I’ve never seen Rambo III and doubt I ever will now, although I enjoyed the first Rambo when I saw it years later. Twins has been on TV lots of times. I’ve seen bits of it but have never felt moved to watch it in full.

More than half of the films in the top ten would actually have been unsuitable for me to watch as an eleven-year-old. Two feature Tom Cruise. Rain Man features one of his best ever performances. Cocktail is one of his worst. I didn’t see Coming To America until a few years. It wasn’t worth the wait.

I did enjoy Big, however, which I saw fairly soon after it came out on video. I suppose I was a similar age to the boy in the film, although unlike him I was always tall for my age. It was a good film which I watched with my family. We already knew Tom Hanks from Splash! It’s an enjoyable film although a slight note of unease creeps in when the main character, still psychologically a child, has sex with an adult woman.

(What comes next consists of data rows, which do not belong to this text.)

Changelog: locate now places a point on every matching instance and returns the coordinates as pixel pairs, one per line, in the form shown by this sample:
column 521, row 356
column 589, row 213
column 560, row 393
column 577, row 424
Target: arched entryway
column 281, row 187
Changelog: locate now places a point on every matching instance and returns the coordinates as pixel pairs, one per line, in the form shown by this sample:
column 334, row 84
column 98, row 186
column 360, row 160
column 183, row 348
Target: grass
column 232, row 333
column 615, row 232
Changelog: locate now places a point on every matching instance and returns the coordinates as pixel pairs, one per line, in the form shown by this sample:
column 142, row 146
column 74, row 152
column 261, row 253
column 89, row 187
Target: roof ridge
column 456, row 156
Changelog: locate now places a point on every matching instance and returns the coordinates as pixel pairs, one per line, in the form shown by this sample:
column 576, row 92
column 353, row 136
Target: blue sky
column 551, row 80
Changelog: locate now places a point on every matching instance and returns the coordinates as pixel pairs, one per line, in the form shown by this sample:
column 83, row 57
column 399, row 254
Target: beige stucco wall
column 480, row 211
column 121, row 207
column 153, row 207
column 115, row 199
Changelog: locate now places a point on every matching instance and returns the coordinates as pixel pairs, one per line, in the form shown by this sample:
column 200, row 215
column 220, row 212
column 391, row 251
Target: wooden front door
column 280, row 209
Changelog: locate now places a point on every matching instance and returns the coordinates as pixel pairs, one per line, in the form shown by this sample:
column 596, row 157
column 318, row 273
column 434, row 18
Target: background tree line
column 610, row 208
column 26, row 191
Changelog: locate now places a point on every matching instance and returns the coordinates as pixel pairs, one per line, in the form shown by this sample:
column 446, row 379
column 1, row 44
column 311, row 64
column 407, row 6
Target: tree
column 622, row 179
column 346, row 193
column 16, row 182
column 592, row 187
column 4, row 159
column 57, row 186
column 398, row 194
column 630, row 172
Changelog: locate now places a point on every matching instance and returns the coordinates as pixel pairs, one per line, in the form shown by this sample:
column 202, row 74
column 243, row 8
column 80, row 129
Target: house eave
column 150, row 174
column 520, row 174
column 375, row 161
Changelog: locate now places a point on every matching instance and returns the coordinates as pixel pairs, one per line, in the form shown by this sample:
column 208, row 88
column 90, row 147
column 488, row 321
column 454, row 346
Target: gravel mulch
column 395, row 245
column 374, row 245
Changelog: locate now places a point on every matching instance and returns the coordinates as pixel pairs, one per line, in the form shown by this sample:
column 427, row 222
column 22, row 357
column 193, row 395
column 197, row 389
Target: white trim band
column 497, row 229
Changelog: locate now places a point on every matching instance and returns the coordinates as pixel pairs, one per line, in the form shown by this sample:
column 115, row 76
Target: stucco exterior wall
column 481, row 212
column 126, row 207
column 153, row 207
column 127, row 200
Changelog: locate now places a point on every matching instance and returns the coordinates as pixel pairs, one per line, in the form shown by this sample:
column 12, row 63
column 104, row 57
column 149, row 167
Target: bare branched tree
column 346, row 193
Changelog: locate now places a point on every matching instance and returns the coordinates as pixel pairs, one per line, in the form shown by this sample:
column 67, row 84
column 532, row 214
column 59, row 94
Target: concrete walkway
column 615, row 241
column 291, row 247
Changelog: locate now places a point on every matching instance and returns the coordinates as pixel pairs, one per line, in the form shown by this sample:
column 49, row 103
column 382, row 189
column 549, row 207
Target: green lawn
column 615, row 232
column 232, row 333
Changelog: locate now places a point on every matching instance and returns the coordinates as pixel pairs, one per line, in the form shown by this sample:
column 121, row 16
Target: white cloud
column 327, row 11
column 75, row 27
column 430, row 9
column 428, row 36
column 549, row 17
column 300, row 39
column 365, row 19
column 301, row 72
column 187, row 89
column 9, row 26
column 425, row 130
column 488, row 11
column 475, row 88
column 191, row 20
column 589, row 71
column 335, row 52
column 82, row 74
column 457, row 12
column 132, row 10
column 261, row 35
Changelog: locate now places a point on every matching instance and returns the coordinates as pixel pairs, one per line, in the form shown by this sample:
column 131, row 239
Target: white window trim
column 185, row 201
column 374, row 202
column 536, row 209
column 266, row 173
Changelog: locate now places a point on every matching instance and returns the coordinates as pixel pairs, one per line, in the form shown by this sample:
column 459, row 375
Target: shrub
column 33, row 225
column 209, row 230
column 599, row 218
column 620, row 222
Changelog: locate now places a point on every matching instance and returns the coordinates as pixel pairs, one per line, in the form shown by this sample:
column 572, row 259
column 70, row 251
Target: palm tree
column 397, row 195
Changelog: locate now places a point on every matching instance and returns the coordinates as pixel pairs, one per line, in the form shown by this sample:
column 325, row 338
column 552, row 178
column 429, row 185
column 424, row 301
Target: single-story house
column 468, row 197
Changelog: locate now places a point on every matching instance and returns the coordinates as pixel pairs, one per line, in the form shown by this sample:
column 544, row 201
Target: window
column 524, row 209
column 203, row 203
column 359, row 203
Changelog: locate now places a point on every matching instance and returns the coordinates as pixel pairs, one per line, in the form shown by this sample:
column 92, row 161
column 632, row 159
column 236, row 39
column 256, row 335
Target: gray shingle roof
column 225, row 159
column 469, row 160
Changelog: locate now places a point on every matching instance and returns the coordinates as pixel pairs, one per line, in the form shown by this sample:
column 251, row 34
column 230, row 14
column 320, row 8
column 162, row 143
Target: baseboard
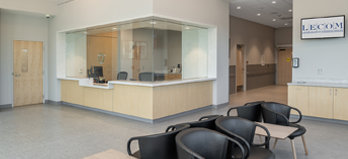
column 221, row 105
column 52, row 102
column 6, row 106
column 139, row 118
column 108, row 112
column 322, row 119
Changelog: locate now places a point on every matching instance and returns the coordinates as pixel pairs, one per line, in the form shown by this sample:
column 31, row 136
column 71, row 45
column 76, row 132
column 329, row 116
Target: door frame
column 285, row 46
column 44, row 67
column 245, row 70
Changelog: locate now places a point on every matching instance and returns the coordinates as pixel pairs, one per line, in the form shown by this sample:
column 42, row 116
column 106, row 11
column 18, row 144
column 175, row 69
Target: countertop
column 319, row 84
column 89, row 83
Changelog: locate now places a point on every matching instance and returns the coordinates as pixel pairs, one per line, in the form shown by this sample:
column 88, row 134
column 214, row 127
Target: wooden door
column 284, row 66
column 240, row 66
column 28, row 72
column 136, row 63
column 298, row 98
column 321, row 102
column 340, row 105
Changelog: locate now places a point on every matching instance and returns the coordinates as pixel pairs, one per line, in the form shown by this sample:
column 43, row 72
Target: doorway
column 240, row 69
column 27, row 72
column 284, row 66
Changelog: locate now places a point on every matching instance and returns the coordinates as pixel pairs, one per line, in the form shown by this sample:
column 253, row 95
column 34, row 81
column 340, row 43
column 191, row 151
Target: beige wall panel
column 341, row 104
column 321, row 102
column 169, row 100
column 199, row 95
column 133, row 100
column 298, row 98
column 71, row 92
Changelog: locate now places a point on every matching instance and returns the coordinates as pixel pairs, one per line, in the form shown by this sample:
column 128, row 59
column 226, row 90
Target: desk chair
column 157, row 146
column 202, row 143
column 122, row 75
column 243, row 131
column 276, row 113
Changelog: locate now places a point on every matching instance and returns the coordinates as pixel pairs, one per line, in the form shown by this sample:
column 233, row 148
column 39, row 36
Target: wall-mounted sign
column 326, row 27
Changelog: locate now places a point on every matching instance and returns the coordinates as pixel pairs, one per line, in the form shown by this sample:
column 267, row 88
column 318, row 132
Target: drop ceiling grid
column 250, row 9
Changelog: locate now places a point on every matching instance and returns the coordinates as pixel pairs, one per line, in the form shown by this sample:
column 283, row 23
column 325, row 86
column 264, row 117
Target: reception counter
column 142, row 100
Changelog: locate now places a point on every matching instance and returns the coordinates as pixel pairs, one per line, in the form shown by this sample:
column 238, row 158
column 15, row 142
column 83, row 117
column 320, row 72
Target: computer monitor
column 98, row 70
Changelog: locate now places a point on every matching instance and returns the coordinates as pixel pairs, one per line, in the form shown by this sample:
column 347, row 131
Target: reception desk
column 144, row 100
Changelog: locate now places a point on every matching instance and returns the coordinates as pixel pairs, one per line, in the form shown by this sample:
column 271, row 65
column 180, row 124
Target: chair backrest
column 158, row 146
column 202, row 143
column 270, row 117
column 208, row 122
column 251, row 111
column 122, row 75
column 239, row 126
column 146, row 76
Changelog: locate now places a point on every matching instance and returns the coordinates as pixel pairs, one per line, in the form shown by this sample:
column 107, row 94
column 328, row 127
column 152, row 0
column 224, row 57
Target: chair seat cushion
column 136, row 154
column 300, row 131
column 255, row 153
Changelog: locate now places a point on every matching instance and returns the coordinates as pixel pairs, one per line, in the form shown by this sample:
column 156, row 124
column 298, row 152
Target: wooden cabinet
column 321, row 102
column 173, row 76
column 298, row 98
column 341, row 104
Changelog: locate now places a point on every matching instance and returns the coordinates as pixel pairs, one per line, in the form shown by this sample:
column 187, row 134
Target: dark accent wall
column 260, row 76
column 232, row 79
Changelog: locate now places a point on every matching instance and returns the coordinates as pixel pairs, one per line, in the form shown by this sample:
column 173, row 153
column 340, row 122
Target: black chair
column 202, row 143
column 243, row 131
column 204, row 122
column 122, row 75
column 276, row 113
column 157, row 146
column 251, row 111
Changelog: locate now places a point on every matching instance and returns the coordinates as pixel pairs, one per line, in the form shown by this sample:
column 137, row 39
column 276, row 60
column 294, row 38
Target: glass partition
column 146, row 51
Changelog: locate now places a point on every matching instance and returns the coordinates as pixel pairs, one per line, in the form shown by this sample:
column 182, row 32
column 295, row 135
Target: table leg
column 267, row 145
column 293, row 148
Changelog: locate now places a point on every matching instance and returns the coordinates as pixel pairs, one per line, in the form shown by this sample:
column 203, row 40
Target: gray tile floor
column 57, row 131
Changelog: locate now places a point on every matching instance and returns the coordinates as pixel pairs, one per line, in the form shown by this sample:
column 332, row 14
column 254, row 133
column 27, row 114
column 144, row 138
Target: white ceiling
column 269, row 11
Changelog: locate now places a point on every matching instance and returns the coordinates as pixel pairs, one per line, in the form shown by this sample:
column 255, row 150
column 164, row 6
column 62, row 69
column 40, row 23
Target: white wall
column 283, row 36
column 34, row 6
column 209, row 12
column 257, row 39
column 19, row 27
column 329, row 55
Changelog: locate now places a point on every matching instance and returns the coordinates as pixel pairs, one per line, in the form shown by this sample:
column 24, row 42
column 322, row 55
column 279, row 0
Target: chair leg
column 293, row 148
column 275, row 142
column 304, row 144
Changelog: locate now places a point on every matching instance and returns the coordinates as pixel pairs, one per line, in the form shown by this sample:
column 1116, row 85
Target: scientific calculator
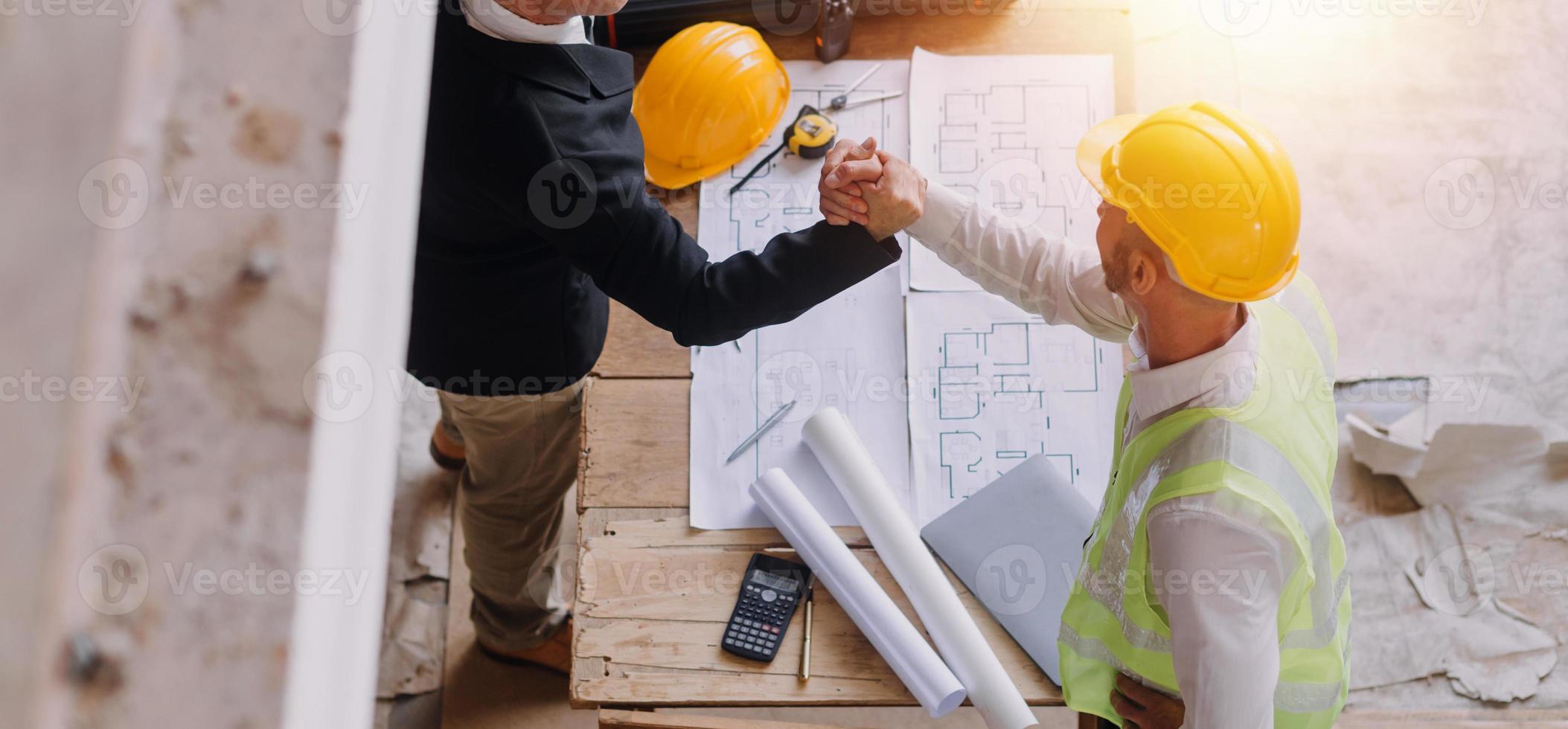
column 767, row 601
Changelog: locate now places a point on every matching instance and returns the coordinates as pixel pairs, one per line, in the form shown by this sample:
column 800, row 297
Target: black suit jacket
column 534, row 209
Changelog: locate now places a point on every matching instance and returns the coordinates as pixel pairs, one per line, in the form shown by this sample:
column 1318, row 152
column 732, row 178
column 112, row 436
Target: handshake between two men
column 868, row 185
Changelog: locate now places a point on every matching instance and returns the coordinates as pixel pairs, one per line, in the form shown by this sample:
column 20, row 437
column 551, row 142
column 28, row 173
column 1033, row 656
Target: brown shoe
column 555, row 652
column 446, row 452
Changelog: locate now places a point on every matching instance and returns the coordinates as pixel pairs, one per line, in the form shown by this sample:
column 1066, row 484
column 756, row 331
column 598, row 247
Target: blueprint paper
column 858, row 593
column 897, row 542
column 845, row 352
column 991, row 386
column 1005, row 132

As I was already a Monty Python fan, I also saw A Fish Called Wanda on video as soon as I could. For me, the real revelations in the film were Kevin Kline and Jamie Lee Curtis, not Michael Palin or John Cleese. Although, to be fair, I was already very familiar with them.

All the films on the list pale in comparison to Die Hard, however. I finally saw it when I was fourteen or fifteen. I felt very grown up watching it at home one Saturday night with my older brother and his soon-to-be-wife. It’s a brilliant idea, beautifully executed. Bruce Wills isn’t always great in everything but was perfect for this. And has there ever been a better screen villain than Alan Rickman’s Hans Gruber? I don’t think so.

It’s a film which changed cinema forever.